Germans have long been famous for lamenting, whining and hyperbolizing over their plight, real or imagined. Angst and anxiety are indeed national pastimes. But the present bout of despair seems to be going from bad to worse. Only 20 percent of Germans think they'll be better off in five years, according to one recent poll--qualifying them as the most pessimistic citizens in the entire European Union. In the eyes of the country's media, nothing is going right. To the tone-setting Der Spiegel, Germans have turned into "a people of losers, incapable of progress, governed by bunglers." Conservative daily Die Welt last week diagnosed "a German depression." Even serious analysts are joining the choir. Foreseeing "the likely failure of comprehensive economic reform," a somber recent report by normally upbeat Deutsche Bank concludes: "Germany is fading."
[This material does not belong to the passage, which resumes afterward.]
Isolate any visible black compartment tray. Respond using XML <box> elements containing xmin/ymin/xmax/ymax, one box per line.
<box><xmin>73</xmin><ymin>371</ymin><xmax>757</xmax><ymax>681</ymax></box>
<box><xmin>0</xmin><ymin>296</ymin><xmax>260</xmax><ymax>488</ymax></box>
There are plenty of good reasons why Germans are getting down on themselves. Consider last week's string of bad news. On Monday, newspapers reported that Germany--once Europe's richest country and the envy of all--had officially fallen below the EU average in per capita GDP. On Tuesday, the closely watched IFO business confidence index turned sharply south after a hopeful nine-month rise, reflecting companies' increased worries about the soaring euro as well as doubts about the government's commitment to reform. On Thursday, the European Education Survey placed the skills of once-smart German students near the bottom of the EU league. To add insult to injury, the EU Commission in Brussels recently told Germans they would have to replace their "Made in Germany" trademark--once, like the already abolished Deutsche mark, a tower of national pride--with
a more nondescript "Made in Europe." Aua, as the Germans say.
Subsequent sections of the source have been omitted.